The Arch wiki, bless those maintainers, along with most other linux documentation, is an old manual for a box of lego’s. It tells you how to plug a couple of pieces of the Lego’s together, but for one reason or other, it may wind up dropping some critical details that are required in order to to go from point A to point C.3.

Unsure where that issue stems from, but it can be helped. If the Nintendo 3DS homebrew community can make a kickass guide that covers almost all edge-cases and is user-friendly to use, the exponentially-larger Linux community can cobble together some extra documentation on how to go from point A to that point C.3.

What’s stopping *nix? ‘User’ research, maybe.

I think the issue is getting user experience feedback. Where are people stumbling the most, and how are we making it easy for them to provide extra feedback? When people are visiting the wiki, they’re not particularly committed to Arch and the deeper linux, and that’s fine, but when someone gives a good college try at installing arch and getting set up, but winds up frustrated, what are their concerns? How do they provide that feedback, and how does the community address that feedback?

Those maintaining the Arch wiki are already self-selected to be incredibly knowledgeable about the areas they’re documenting, and will often make assumptions about pre-existing knowledge, having already visited a particular wiki page, or even just knowing the underlying systems.

I don’t want to dumb down the Linux Experience. that’s not why I use it. No, I want to expand it and make it easier to navigate and get to my goals.

I shouldn’t have to guess whether my /efi partition is set up correctly. I should know what patterns and methods and tricks people making the wiki use to verify their setups.

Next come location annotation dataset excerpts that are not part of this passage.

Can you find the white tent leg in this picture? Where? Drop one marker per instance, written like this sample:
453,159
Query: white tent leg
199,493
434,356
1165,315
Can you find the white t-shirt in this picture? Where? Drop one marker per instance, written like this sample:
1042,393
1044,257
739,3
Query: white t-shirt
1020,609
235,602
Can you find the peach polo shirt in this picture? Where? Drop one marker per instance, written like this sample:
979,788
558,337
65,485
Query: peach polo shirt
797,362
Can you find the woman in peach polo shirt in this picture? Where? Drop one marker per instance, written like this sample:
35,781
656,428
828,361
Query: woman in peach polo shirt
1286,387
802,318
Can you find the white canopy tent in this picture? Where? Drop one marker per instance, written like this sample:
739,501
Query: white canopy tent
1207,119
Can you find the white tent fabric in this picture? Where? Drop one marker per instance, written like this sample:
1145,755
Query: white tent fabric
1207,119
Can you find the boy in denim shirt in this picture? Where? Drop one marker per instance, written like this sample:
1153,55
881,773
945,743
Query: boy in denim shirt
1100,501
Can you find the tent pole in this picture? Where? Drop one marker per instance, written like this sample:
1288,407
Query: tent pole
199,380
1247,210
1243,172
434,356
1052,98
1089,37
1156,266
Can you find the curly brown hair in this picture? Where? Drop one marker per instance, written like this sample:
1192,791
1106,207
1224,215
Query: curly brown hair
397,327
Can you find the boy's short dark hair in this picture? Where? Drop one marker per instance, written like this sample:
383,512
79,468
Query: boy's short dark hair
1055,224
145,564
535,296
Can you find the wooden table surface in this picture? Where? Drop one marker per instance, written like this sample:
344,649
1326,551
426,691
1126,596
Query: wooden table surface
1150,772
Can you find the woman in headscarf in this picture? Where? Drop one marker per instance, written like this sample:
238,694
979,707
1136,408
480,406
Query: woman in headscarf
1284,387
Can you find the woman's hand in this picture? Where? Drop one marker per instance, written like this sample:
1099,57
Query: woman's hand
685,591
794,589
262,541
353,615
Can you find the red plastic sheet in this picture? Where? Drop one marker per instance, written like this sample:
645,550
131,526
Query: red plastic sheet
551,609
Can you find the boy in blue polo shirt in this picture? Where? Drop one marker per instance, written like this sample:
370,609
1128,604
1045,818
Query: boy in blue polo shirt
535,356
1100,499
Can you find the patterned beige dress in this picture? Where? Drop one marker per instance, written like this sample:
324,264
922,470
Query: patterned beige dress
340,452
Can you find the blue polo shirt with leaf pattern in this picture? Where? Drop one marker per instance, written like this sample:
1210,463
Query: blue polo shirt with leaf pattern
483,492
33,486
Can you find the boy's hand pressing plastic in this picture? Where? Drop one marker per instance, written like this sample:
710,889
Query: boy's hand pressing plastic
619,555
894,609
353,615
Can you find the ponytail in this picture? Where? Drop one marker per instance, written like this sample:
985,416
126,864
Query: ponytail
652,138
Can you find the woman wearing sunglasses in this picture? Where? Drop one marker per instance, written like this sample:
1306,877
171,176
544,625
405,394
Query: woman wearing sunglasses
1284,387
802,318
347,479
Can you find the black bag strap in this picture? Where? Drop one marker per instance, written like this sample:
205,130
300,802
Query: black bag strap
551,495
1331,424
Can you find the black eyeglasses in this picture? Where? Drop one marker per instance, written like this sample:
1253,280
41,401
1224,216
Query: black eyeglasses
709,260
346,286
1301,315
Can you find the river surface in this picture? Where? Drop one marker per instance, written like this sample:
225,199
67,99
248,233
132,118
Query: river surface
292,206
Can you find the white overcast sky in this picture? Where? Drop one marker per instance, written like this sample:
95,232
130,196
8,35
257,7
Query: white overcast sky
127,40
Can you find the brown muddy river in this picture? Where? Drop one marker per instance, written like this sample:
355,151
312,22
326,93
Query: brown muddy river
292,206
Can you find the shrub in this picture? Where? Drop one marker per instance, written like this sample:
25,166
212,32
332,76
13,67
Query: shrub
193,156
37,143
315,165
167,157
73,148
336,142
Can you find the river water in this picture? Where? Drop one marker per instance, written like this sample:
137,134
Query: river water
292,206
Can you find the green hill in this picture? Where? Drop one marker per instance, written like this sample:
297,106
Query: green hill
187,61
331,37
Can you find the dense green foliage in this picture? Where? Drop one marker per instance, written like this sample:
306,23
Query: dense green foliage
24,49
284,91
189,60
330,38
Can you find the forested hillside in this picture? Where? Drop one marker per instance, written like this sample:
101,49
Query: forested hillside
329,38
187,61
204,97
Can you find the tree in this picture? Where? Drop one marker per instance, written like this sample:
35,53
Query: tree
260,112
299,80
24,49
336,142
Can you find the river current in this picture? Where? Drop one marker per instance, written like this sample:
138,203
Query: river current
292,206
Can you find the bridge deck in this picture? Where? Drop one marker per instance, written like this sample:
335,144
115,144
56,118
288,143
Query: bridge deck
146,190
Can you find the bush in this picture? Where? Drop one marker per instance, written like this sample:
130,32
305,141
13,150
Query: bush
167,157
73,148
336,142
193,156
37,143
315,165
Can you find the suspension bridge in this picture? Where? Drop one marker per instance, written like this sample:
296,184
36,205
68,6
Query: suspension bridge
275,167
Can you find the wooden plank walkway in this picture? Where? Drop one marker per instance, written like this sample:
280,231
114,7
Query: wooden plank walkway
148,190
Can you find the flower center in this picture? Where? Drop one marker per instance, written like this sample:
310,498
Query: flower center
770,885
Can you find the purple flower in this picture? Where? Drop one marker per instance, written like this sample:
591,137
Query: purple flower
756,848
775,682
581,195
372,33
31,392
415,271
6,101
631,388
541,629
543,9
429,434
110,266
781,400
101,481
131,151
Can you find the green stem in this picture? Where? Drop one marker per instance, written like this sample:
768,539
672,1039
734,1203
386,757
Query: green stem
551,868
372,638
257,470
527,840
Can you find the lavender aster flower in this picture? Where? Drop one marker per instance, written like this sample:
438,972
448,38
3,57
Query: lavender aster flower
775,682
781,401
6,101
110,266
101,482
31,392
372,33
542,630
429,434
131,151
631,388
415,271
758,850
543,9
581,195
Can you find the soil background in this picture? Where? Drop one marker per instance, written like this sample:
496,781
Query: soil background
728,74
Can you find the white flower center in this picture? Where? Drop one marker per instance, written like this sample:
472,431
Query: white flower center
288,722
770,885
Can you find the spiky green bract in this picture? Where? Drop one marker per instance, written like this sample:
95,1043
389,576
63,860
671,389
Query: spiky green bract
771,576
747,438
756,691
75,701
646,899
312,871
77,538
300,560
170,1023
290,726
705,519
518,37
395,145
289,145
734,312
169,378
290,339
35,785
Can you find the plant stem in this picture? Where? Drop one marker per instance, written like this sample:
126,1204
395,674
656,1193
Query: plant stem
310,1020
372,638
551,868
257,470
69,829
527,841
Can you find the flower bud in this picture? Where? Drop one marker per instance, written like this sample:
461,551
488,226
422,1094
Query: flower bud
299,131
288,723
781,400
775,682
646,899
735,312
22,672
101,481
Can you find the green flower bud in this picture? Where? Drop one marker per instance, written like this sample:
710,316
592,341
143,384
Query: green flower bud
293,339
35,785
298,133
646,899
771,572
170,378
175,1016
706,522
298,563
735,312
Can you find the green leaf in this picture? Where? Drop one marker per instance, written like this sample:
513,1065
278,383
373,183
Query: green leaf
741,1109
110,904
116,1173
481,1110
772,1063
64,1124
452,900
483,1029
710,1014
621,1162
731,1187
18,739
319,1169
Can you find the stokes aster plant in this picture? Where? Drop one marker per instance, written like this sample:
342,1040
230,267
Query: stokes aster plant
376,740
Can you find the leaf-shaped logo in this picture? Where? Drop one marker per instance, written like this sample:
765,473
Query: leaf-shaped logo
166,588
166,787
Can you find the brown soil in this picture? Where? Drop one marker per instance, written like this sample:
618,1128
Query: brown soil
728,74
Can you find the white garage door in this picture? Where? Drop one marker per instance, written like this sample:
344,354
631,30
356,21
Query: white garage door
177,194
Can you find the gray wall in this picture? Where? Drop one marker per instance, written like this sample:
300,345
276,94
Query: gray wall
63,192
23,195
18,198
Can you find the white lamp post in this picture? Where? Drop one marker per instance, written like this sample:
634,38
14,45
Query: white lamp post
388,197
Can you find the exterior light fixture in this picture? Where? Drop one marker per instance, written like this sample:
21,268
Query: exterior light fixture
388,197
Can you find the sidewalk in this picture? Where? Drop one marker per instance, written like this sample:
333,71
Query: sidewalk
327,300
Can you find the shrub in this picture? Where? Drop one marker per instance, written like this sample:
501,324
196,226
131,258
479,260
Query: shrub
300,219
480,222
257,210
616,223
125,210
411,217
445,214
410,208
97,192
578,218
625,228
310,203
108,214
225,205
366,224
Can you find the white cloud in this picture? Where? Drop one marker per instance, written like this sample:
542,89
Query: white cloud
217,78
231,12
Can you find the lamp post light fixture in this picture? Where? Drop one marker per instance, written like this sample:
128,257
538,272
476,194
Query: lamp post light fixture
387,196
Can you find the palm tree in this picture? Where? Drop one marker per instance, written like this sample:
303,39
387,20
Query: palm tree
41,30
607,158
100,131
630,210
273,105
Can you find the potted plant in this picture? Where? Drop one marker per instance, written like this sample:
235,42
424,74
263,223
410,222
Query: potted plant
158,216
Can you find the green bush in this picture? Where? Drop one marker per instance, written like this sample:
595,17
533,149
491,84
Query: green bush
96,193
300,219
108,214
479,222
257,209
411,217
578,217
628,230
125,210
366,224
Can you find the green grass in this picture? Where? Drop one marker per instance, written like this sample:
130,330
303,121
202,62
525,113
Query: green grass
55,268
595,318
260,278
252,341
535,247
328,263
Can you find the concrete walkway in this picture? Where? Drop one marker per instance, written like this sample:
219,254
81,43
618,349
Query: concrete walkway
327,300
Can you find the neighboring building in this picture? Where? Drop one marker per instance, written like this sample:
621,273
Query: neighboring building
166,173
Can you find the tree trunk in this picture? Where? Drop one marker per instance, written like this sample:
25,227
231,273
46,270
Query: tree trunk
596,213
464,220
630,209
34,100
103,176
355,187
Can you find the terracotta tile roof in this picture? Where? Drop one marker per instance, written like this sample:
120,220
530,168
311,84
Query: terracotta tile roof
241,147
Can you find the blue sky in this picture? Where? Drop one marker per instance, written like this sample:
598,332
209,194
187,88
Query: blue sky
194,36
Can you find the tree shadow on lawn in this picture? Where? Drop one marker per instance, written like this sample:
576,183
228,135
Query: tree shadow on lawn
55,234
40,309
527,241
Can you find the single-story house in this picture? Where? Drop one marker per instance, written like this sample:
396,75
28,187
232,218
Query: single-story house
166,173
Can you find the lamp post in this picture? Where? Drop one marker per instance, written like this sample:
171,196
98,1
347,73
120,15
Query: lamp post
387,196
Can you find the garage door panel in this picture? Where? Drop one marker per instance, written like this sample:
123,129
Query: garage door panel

The Operating System as a means of User, Creative freedom and Expression

Arch and the Linux ecosystem is Experimentation, it is Configurability. It is giving the user ability to express themselves by their operating system. Distributions and environments that hide from users the complexity underneath harm this expression and make defaulting to that state of a lack of knowledge too easy.

I want to see more attempts at user configuration, more attempts at making how the operating systems work, KNOWN to the user, during regular use of the OS, by way of good user experience and good documentation and good logging.

I also want to see better online documentation.